Pes anserine bursitis may result from stress, overuse, obesity and trauma to this area. An occurrence of pes anserine bursitis commonly is characterized by pain at the medial knee and upper tibial region, especially when climbing stairs, tenderness, and local swelling.

===Pathophysiology===
The etymology of the name relates to the insertion of the conjoined tendons into the anteromedial proximal tibia. From anterior to posterior, the pes anserinus is made up of the tendons of the sartorius, gracilis, and semitendinosus muscles. The tendon's name, which literally means "goose's foot," was inspired by the pes anserinus's webbed, footlike structure. The conjoined tendon lies superficial to the tibial insertion of the medial collateral ligament (MCL) of the knee.

===Muscles involved===
- Sartorius aids in knee and hip flexion, as in sitting or climbing; abducts and laterally rotates thigh; innervated by the femoral nerve.
- Gracilis adducts the hip; flexes and medially rotates tibia at knee; innervated by the obturator nerve.
- Semitendinosus flexes knee; medially rotates tibia on femur when knee is flexed; medially rotates femur when hip is extended; counteracts forward bending at hips; innervated by tibial nerve and common fibular nerve.

==Diagnosis==
Patients will typically present with pain at the medial knee when climbing stairs, rising from chairs or sitting with legs crossed. The site is sometimes swollen, but not always. The likelihood of pes anserine bursitis is increased in patients with osteoarthritis. Sometimes they report weakness or decreased range of motion. The physician examines the knee in full extension, looking for tenderness in the medial knee joint and across the proximal, medial tibial region, and feels for tenderness along the medial tendons of the pes anserine when the knee is flexed at 90 degrees.

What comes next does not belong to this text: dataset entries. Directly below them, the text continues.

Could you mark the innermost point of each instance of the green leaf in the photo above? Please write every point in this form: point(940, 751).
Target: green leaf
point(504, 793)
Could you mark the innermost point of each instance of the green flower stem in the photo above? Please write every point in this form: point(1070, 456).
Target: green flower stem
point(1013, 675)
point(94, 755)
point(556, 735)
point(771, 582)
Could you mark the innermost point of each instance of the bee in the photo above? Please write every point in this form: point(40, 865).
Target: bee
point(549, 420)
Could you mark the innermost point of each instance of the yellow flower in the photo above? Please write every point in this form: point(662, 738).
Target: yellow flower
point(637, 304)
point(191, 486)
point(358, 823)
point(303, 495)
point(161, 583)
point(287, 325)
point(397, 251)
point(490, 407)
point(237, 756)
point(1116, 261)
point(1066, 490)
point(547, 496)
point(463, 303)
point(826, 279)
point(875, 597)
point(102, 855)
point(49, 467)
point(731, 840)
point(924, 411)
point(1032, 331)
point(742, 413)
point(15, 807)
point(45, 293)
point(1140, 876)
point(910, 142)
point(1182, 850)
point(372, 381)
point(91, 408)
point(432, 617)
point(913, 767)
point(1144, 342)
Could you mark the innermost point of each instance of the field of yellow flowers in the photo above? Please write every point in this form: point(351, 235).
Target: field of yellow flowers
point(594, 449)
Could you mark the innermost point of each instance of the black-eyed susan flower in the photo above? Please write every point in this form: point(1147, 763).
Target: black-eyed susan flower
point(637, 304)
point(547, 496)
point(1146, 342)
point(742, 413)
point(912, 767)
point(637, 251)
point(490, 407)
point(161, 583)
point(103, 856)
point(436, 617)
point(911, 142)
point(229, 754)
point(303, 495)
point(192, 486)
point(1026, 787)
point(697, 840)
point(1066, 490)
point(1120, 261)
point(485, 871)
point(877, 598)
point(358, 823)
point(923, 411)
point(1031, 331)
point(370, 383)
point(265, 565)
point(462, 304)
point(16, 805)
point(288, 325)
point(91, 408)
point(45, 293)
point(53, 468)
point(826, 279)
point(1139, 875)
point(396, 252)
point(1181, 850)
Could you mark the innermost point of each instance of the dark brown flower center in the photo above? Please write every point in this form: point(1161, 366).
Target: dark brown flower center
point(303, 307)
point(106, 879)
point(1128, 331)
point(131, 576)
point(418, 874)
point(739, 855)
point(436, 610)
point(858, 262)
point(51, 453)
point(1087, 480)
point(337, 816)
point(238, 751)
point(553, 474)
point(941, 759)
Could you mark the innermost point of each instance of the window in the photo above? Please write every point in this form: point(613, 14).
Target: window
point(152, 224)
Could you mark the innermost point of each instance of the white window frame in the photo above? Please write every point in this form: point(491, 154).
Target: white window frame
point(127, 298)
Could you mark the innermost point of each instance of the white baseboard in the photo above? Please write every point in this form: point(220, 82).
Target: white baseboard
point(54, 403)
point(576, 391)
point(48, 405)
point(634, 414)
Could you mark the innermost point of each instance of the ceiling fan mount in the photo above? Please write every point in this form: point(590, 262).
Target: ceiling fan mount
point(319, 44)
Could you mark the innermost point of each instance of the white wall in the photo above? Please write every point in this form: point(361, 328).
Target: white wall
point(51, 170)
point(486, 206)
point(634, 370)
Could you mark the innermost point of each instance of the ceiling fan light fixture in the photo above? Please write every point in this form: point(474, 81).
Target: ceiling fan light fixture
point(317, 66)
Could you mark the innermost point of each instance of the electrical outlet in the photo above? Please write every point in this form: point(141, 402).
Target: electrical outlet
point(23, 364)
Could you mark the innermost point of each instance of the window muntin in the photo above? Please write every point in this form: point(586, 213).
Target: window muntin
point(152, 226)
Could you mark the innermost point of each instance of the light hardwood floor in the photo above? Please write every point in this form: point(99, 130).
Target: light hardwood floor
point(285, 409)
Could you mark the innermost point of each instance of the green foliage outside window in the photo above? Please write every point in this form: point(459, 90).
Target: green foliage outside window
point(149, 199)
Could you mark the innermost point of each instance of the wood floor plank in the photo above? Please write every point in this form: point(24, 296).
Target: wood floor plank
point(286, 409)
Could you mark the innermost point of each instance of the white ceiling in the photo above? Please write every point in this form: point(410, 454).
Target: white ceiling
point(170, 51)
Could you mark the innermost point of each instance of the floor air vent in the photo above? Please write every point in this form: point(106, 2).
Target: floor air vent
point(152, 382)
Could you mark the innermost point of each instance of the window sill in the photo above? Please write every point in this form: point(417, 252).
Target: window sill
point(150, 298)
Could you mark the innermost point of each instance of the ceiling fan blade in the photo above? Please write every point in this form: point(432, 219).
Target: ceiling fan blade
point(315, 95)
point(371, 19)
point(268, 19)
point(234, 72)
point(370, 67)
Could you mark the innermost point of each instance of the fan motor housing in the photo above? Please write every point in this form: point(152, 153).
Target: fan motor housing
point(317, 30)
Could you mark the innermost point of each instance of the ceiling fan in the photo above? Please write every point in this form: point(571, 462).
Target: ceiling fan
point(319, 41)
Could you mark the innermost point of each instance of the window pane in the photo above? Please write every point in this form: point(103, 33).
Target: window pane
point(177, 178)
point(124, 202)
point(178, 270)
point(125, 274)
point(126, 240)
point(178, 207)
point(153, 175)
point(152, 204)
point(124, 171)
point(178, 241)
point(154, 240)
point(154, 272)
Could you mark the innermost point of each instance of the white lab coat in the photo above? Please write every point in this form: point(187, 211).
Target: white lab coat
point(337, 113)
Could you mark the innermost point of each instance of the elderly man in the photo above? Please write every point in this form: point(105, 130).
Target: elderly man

Imaging is not commonly used for this diagnosis.

==Treatment==
Pes anserine bursitis can be treated with a variety of physical therapy treatments, steroids, or surgery. Physical therapy include therapeutic ultrasound, electrical stimulation, rehabilitative exercises, and ice. The rehabilitative exercises are done with the intention of stretching and strengthening the hip abductors, quadriceps, and hamstrings. These stretches have the potential to significantly reduce the tension over the pes anserine bursa.